George M. Curtis

- B.A. State University of Iowa 1958
- M.A. University of Kansas 1963
- Ph.D. University of Wisconsin-Madison 1970
- Recipient of the Arthur and Ilene Baynham Award for Outstanding Teaching 1986, 1990, 1994
- G.M. Curtis came to Hanover in 1980, after teaching at Montana State University and the College of William and Mary and working as a Research Associate at Colonial Williamsburg Foundation and the Papers of John Marshall. He is currently a Fellow at Liberty Fund and teaches part-time for the History Department. His courses include American Constitutional and Legal History (HIS 331-332), The American Bill of Rights (HIS 260), and The Prophetic Voice in the American Religious Past (HIS 260).
- Curtis recently published an article review on the biographical study of Thomas Jefferson, "Sphinx
Without a Riddle: Joseph Ellis and the Art of Biography," in The Indiana Magazine of History. His edition of Nicholas Creswell's Journal will appear later this year in The Indiana Magazine of History .

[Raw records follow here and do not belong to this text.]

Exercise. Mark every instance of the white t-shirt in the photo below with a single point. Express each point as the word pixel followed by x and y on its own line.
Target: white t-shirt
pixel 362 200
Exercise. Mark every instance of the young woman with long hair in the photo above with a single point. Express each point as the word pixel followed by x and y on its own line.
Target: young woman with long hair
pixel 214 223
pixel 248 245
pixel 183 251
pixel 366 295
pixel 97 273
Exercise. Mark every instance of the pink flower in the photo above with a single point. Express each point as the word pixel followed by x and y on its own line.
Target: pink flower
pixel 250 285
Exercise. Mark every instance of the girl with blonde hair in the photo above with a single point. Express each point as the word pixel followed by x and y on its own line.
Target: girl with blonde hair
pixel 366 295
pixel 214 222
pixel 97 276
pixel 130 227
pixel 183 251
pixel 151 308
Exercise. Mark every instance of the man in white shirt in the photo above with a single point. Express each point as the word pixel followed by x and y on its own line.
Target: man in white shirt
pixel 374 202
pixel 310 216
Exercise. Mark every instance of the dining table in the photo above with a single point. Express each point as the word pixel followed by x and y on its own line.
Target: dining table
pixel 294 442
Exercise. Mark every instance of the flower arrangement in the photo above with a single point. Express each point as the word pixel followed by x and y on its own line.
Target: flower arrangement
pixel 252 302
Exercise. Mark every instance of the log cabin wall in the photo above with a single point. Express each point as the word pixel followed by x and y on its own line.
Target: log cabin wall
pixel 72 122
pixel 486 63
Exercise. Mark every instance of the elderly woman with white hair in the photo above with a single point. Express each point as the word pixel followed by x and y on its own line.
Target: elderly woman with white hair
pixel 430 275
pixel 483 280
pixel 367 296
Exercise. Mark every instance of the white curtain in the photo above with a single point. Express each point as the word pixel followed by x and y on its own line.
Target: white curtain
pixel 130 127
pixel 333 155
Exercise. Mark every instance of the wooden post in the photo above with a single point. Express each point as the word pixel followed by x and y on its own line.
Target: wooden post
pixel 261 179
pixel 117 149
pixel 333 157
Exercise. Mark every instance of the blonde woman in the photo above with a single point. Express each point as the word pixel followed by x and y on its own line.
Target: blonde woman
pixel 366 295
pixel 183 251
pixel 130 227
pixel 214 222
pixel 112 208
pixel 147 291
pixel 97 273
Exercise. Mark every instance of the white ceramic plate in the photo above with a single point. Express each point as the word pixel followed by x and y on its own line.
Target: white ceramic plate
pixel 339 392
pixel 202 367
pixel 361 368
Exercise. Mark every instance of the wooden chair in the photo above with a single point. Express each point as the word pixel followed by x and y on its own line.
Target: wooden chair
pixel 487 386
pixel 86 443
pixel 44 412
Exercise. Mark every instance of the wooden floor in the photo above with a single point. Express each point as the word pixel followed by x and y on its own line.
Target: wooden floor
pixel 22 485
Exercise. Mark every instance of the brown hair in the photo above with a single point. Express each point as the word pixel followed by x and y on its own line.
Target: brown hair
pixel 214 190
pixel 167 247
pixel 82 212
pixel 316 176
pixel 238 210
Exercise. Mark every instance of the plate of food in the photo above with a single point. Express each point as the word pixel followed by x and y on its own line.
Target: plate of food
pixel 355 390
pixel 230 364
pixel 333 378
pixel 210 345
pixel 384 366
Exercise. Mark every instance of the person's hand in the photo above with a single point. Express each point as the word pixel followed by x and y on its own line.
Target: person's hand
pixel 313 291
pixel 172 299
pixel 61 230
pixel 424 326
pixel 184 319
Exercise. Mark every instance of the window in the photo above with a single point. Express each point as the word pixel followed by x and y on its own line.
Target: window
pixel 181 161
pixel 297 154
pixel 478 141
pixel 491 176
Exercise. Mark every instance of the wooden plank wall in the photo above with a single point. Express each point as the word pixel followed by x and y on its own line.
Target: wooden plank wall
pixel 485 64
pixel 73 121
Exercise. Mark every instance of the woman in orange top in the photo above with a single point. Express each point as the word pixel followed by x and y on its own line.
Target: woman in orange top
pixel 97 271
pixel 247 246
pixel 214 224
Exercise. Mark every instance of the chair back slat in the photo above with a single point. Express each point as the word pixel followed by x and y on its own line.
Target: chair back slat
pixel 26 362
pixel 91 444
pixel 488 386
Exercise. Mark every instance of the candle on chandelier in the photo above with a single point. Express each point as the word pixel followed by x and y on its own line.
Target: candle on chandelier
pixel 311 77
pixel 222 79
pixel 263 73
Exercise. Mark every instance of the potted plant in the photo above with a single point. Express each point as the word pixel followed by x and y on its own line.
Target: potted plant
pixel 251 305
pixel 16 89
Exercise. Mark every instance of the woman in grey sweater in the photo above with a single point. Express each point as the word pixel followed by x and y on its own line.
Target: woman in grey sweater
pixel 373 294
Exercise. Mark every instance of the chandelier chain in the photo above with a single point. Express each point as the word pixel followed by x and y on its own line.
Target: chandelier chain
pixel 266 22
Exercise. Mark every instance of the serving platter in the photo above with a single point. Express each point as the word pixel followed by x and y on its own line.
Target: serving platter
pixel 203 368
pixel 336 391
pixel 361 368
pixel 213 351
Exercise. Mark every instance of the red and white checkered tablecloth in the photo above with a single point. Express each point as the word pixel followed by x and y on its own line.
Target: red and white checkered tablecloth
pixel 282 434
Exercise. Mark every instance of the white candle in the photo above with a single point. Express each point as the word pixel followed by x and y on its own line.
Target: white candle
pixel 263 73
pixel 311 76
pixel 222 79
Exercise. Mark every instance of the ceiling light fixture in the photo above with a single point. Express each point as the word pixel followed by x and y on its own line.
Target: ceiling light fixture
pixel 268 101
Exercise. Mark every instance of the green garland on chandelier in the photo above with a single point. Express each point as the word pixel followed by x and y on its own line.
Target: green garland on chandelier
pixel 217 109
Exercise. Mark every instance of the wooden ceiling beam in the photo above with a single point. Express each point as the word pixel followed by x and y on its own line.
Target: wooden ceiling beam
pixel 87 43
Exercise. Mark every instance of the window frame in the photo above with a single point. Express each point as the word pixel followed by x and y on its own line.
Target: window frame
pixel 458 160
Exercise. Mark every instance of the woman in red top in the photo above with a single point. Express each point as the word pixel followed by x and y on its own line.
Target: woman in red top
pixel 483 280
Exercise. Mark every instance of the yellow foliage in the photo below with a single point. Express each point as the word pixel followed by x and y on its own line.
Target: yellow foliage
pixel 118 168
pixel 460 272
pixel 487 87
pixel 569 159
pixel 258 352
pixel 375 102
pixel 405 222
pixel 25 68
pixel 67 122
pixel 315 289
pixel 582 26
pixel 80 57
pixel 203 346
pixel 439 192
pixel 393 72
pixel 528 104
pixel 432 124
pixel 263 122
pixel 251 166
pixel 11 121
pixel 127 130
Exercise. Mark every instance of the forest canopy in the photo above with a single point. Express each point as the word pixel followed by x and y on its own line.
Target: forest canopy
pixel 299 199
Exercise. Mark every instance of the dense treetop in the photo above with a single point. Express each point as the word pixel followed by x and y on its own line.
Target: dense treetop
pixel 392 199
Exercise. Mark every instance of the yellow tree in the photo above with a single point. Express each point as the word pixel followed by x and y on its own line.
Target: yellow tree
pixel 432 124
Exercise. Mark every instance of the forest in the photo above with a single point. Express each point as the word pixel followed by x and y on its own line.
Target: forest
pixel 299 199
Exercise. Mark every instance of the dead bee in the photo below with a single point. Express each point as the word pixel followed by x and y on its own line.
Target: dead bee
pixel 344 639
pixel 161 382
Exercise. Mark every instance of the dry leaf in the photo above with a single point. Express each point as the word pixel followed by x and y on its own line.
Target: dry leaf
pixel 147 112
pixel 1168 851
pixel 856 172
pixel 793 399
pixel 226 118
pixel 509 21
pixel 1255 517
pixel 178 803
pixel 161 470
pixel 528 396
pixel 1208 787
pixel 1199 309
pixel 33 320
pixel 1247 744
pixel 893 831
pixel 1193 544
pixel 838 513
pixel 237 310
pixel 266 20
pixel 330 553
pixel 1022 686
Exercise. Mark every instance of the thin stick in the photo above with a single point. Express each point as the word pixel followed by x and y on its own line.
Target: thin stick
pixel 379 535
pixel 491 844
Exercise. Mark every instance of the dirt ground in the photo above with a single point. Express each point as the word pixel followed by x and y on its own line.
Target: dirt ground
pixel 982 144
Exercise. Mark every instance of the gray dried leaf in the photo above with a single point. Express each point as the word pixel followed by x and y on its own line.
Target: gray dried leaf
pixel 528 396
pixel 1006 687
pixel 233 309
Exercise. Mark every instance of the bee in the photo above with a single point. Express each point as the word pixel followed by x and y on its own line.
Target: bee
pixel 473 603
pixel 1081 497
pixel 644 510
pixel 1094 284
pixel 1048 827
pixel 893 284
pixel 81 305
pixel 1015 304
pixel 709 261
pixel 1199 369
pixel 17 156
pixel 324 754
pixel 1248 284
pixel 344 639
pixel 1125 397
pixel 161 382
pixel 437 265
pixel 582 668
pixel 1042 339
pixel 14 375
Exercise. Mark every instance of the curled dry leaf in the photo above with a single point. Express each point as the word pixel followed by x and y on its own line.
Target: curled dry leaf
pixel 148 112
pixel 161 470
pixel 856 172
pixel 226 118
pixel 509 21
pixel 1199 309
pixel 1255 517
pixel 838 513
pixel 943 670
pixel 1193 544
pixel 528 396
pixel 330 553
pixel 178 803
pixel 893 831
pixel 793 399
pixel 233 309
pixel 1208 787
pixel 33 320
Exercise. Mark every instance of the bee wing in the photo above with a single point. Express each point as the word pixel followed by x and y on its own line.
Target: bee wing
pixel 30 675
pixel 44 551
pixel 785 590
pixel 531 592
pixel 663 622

- During the past two years, Curtis has been involved with a number
of different colloquia at Liberty Fund, including conferences on the Second Amendment; on judicial
interpretation; on the jurisprudence of Oliver Wendell Holmes, Jr.; on
defining citizenship in the first Federal Congress; on federalism; on new
environmental law and economics; on the Virginia and Kentucky Resolutions;
on the first party struggles; and on Thomas Paine.